La lutte contre la récidive fait l’objet de débats passionnés depuis plusieurs années. Vos débats ont-ils dégagé des pistes ?

Certains constats sont partagés par tous : la justice pénale est devenue illisible alors qu’elle prétend apporter une réponse à toutes les infractions. Les prisons n’ont cessé de se remplir et les peines exécutées en milieu ouvert n’ont cessé d’augmenter également. Quant aux juges et aux services pénitentiaires, ils vivent comme une fatalité leur surcharge de travail et parlent eux aussi d’une perte de sens. Pourtant, nous nous sommes rendu compte qu’il existait plus de données scientifiques sur la récidive, en France ou à l’étranger, qu’on ne le pensait. En les mettant à disposition de tous, nous espérons que désormais le législateur en tiendra compte avant de voter de nouvelles lois… Ainsi, toutes les lois récentes sont fondées sur le présupposé selon lequel plus la répression est sévère, plus la récidive est limitée. Or, aucune des études scientifiques disponibles n’établit de lien entre la sévérité de la peine et le risque de rechute. C’est plutôt le contenu de la sanction qui a un impact, c’est-à-dire la manière dont la personne est encadrée et accompagnée pour exécuter sa peine. Deuxième exemple : contrairement à ce qu’on imagine souvent, car les médias rendent davantage compte de la récidive des criminels, ces derniers sont ceux qui récidivent le moins.

Mais se dégage-t-il un large accord sur des mesures concrètes ?

A un instant, 81% des personnes écrouées l’ont été pour une durée de moins d’un an. Un temps trop court pour mettre en place un programme favorisant la réinsertion. Ces courtes peines sont considérées comme inefficaces contre la récidive à la quasi-unanimité des experts que nous avons entendus... Même s’ils divergent sur les mesures à prendre : faut-il, comme en Allemagne, limiter la possibilité du juge de prononcer des courtes peines ? Quelles autres sanctions seraient efficaces et crédibles ? Tous ceux que nous avons entendus pensent que la justice pénale est trop sollicitée, et qu’elle ne peut pas répondre à tout : il est donc suggéré de dépénaliser, contraventionnaliser, ou carrément déjudiciariser certaines infractions.

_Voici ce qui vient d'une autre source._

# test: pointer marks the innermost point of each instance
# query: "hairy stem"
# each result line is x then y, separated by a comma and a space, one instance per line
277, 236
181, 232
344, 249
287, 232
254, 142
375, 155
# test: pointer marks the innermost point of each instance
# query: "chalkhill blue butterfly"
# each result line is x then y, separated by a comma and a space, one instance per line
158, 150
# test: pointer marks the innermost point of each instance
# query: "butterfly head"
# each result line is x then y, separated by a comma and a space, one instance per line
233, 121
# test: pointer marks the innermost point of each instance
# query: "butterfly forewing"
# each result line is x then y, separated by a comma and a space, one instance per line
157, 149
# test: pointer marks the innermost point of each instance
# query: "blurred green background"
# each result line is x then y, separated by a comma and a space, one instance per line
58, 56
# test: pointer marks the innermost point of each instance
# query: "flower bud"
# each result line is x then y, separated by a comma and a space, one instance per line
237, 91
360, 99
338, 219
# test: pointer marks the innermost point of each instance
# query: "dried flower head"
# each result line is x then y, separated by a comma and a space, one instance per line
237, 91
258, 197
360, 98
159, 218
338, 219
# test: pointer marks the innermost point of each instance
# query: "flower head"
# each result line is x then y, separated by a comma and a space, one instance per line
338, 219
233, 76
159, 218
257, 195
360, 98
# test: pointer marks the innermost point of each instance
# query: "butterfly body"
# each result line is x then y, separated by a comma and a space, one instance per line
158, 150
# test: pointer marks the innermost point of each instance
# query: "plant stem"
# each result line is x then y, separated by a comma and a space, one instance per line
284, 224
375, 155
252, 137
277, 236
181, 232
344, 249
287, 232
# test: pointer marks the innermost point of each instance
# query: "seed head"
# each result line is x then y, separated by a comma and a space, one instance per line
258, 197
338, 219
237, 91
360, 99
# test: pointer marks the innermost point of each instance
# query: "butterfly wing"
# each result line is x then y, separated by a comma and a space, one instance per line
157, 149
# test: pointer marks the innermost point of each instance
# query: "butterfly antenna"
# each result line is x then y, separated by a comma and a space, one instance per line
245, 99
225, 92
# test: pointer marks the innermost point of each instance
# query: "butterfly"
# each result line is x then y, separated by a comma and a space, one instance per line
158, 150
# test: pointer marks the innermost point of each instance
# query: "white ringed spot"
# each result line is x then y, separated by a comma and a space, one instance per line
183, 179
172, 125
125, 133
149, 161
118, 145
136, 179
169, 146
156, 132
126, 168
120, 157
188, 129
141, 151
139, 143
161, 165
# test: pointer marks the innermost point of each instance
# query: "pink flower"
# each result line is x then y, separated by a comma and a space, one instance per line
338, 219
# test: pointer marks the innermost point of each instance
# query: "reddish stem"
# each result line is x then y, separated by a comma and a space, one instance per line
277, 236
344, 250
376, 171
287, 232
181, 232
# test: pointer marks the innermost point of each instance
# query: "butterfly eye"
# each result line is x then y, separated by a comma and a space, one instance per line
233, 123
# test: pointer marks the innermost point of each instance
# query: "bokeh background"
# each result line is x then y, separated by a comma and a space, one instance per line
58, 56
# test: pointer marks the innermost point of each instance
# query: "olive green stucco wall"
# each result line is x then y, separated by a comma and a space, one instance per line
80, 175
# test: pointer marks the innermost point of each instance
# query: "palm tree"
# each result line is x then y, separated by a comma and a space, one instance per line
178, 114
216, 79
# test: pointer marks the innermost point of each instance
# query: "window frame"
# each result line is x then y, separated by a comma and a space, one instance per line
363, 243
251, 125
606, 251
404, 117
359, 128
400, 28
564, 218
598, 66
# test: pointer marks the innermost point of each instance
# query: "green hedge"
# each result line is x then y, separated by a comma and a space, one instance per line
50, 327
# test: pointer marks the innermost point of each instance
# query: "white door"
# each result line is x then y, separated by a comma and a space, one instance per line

Mais lesquelles ? Le cas de l’usage de stupéfiants est évidemment une question sensible. Celui des infractions routières, qui représentent 48% du contentieux pénal, aussi. On peut néanmoins se poser la question de la plus-value du traitement pénal sur ce contentieux de masse pour lequel l’individualisation est limitée, voire inexistante. Moins polémique : personne n’a semblé s’opposer à la création d’une peine de probation, qui deviendrait la sanction de référence, en milieu ouvert, et s’adapterait à l’évolution du condamné. Mais beaucoup sont sceptiques sur son efficacité si les moyens des personnels de probation ne sont pas augmentés... Enfin, les études sur la désistance (ce qui conduit une personne à abandonner la délinquance) montrent également sur quels leviers on peut agir : l’insertion professionnelle bien sûr, mais également la sortie des addictions, la reconstruction des liens familiaux etc. Dans certains pays, des sortants de prison sont entourés par des citoyens éclairés et bénévoles. Peut-être pourrions nous nous inspirer de ces « cercles de soutien et de responsabilité ».

Y a-t-il eu a contrario des thèmes sur lesquels le consensus n’est pas prêt de se faire ?

Les débats restent vifs sur les méthodes actuarielles d’évaluation du risque de récidive et sur les traitements cognitivo-comportementaux qui sont particulièrement utilisés dans les pays anglo-saxons. Mais ils le sont moins qu’il y a quelques années, les professionnels s’appuyant de plus en plus sur des outils associant plusieurs approches théoriques.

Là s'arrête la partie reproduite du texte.